なんとなくから脱却する
GitHub Actionsグッドプラクティス11選

本記事のテーマはGitHub Actionsです。個人的にもっと早く知りたかった!と考えているグッドプラクティスを、厳選してお届けします。想定読者は次のとおりです。

  • 普段GitHub Actionsを雰囲気で運用している人
  • GitHub Actionsをコピペや生成AIで乗り切っている人
  • 他者が書いたコードの意味をより深く理解したい人

本記事でGitHub Actionsの基本は説明しません。グッドプラクティスを含めて基礎から学びたい人は、拙著GitHub CI/CD実践ガイドを読んでみてください。GitHub Actionsの基本構文から運用のコツまで、網羅的に解説しています。
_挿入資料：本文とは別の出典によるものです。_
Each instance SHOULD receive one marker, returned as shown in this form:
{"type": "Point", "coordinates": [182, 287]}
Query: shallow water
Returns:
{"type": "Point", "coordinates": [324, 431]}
さて書籍紹介はこれぐらいにして、さっそく本題へ進みます。

GitHub Actionsの設計指針

GitHub ActionsはCI/CDや各種自動化で役立つ、汎用的なワークフローエンジンです。一般的に長期で運用され、実行頻度も高いです。そこで設計時は次のような観点を意識しましょう。

  • フェイルファスト:すばやく失敗を検出し、効果的にフィードバックを得る
  • ムダの最小化:不要なワークフロー実行を避け、待ち時間とコストを減らす
  • セキュリティ:最小権限の原則を守り、ワークフローの侵害リスクを下げる
  • メンテナンス性:デバッグや動作確認がしやすく、読み解きやすいコードにする

本記事ではこれらの設計指針を念頭に、11個のグッドプラクティスを説明します。そして紹介したグッドプラクティスを最後に集約し、便利なテンプレートコードへ落とし込みます。

フェイルファスト

GitHub Actionsは繰り返し実行します。そのためすばやく失敗を検出し、効果的にフィードバックを得ることが大切です。このようなフェイルファストの実現には、⁠タイムアウト」⁠デフォルトシェル」⁠actionlint」の3つが役立ちます。

タイムアウトを常に指定する

GitHub Actionsのデフォルトタイムアウトは360分です。無制限の通信待ちなどが発生すると、6時間も動き続けます。これはさすがに長すぎます。タイムアウトを指定しましょう。実装例は次のとおりです。

timeout-minutes: 5 # 分単位でタイムアウトを指定

これで意図せぬ異常が発生しても、すばやく検知できます。ユースケースに合わせて、適切なタイムアウトを設定しましょう。筆者自身はたいてい5分に設定します。

デフォルトシェルでBashのパイプエラーを拾う

Ubuntuランナーではシェル指定省略時にBashが起動します。ところがこのBash、パイプ処理中のエラーを無視します。エラー時に意図せず処理を継続するため、結果として不具合の温床になります。デバッグの難易度も上がるため、パイプエラーを無視するメリットは皆無です。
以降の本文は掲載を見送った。